To improve the therapeutic effect of HM, WO 2014/016361 proposed in particular mannose derivatives of formula (IV) and (IV′), which all possess a heteroatom (NH) link between the anomeric carbon of the mannose moiety and the aromatic aglycon. A hydrocarbon link was not envisaged as it was expected to change the overall conformation of the mannose moiety (a 1C4 chair conformation is indeed expected in such derivatives, see Schwardt et al, 2011), thus preventing the required interactions to occur between the FimH adhesin and the mannose moiety of the carbon analogs of the compounds of formula (IV) and (IV′) of WO 2014/016361, resulting in a lower affinity of the compounds. Additionally, the crystallographic structure of a compound of formula IV in the FimH binding site showed a stabilizing hydrogen bond between the anomeric NH and a water molecule (Brument et al, 2013).
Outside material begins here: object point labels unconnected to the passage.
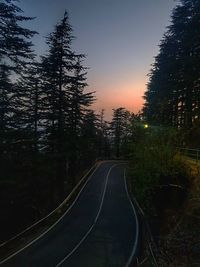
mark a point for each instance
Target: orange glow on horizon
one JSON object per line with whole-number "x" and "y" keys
{"x": 127, "y": 96}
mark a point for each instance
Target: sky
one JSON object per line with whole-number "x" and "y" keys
{"x": 119, "y": 37}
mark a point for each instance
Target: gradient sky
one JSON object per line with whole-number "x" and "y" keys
{"x": 119, "y": 37}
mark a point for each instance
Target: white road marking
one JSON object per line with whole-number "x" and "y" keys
{"x": 33, "y": 241}
{"x": 92, "y": 226}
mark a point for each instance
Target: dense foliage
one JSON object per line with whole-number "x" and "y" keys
{"x": 173, "y": 93}
{"x": 48, "y": 133}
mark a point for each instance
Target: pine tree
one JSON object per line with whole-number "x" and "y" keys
{"x": 118, "y": 128}
{"x": 15, "y": 47}
{"x": 172, "y": 95}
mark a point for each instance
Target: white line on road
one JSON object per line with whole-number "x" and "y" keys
{"x": 45, "y": 232}
{"x": 92, "y": 226}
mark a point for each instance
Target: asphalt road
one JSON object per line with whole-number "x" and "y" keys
{"x": 100, "y": 230}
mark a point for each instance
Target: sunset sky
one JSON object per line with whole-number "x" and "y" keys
{"x": 119, "y": 37}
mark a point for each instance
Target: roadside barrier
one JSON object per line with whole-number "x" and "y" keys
{"x": 42, "y": 226}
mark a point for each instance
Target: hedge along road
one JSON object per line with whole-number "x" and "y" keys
{"x": 101, "y": 229}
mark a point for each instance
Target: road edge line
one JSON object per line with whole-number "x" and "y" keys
{"x": 95, "y": 220}
{"x": 70, "y": 207}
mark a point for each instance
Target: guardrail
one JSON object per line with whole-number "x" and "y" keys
{"x": 42, "y": 226}
{"x": 191, "y": 153}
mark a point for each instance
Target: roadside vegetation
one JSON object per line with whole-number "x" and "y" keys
{"x": 167, "y": 187}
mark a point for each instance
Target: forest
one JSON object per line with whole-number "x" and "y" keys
{"x": 50, "y": 135}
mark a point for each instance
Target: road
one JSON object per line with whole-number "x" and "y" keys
{"x": 100, "y": 230}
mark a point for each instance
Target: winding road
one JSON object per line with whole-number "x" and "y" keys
{"x": 99, "y": 230}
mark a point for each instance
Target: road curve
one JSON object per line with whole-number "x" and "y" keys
{"x": 100, "y": 230}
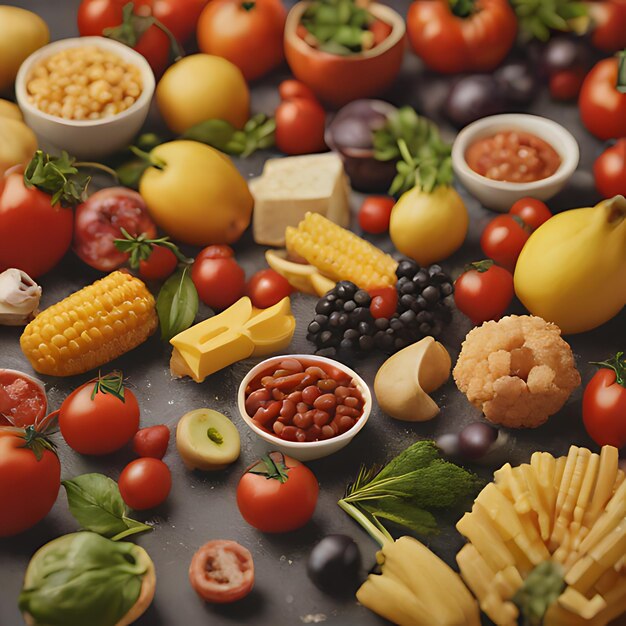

This interaction is precluded when switching the NH group for a CH2.
Surprisingly however, the present inventors discovered that mannose derivatives with a hydrocarbon link between the anomeric carbon of the mannose moiety and the aglycon proved very efficient in inhibiting the interaction between FimH and its receptor (CEACAM6 in the intestine or uroplakin 1a in urinary tract). Said compounds proved also stable under acidic conditions comparable to the ones encountered in the stomach, and are little or not sensitive to hydrolysis by glycosidases, in particular intestinal glycosidases, two properties required for further clinical developments.